Таких выражений Нильссен терпеть не мог. Он вновь опустил взгляд на купчую.
– «Чайнатаунская кузня», – гнул свое Притчард. – Помяни мое слово. Там при горне только один парень работает. Звать Цю.
– Ты с ним поговоришь? – вскинул глаза Нильссен.
– Вообще-то, я надеялся, что с ним поговоришь ты, – признался аптекарь. – У меня сейчас с азиатами небольшая проблемка.
– Могу ли я спросить, в чем дело?
– Ох, да просто бизнес не заладился. Коммерческие тайны. Опиум. – Притчард перевернул руку ладонью вверх и уронил ее на колени.
– Ты ввозишь опиум из Китая? – нахмурился Нильссен.
– Ох господи, нет, конечно, – запротестовал Притчард. – Из Бенгалии. – Он на мгновение замялся. – Тут, скорее, частная ссора. Из-за той шлюхи, что едва не померла.
– Анна, – кивнул Нильссен. – Анна Уэдерелл.
Притчард насупился: он не хотел озвучивать ее имя. Он отвернулся и некоторое время следил, как под козырьком подъемного окна скапливаются и набухают дождевые капли.

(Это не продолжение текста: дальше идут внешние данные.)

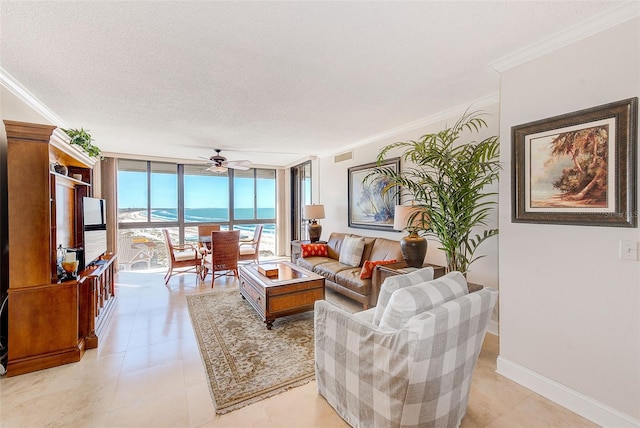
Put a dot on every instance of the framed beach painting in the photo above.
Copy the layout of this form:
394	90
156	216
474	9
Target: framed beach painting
368	206
578	168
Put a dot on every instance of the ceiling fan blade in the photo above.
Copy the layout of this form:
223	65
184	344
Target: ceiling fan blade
240	162
238	167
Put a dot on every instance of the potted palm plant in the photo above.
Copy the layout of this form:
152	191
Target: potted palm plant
449	180
82	138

Повисла недолгая пауза. И не успел еще Притчард заговорить снова, как Нильссена вдруг осенило: а ведь аптекарь любит ее, эту проститутку Анну Уэдерелл. Он прикинул про себя такую возможность, наслаждаясь своим открытием. Девушка и впрямь задевала в душе тайные струны: она двигалась с этакой усталой смертоносной томностью, точно недовольный лебедь, но нравом отличалась несколько более ветреным, нежели Нильссен ценил в женщинах, а ее красота (впрочем, Нильссен не назвал бы ее красивой: это слово он сберегал для непорочных девственниц и ангелических образов) выглядела чересчур искушенной, на его вкус. А еще она курила опиум; в силу этой привычки ее черты всегда казались слегка смазанными, а сама она – бесконечно изнуренной. Неподобающее пристрастие, что и говорить, а теперь она еще и едва руки на себя не наложила. Да, подумал Нильссен, именно на такую девицу Притчард с легкостью западет; они бы встречались в темноте, и эти лихорадочные сближения несли бы в себе печать обреченности.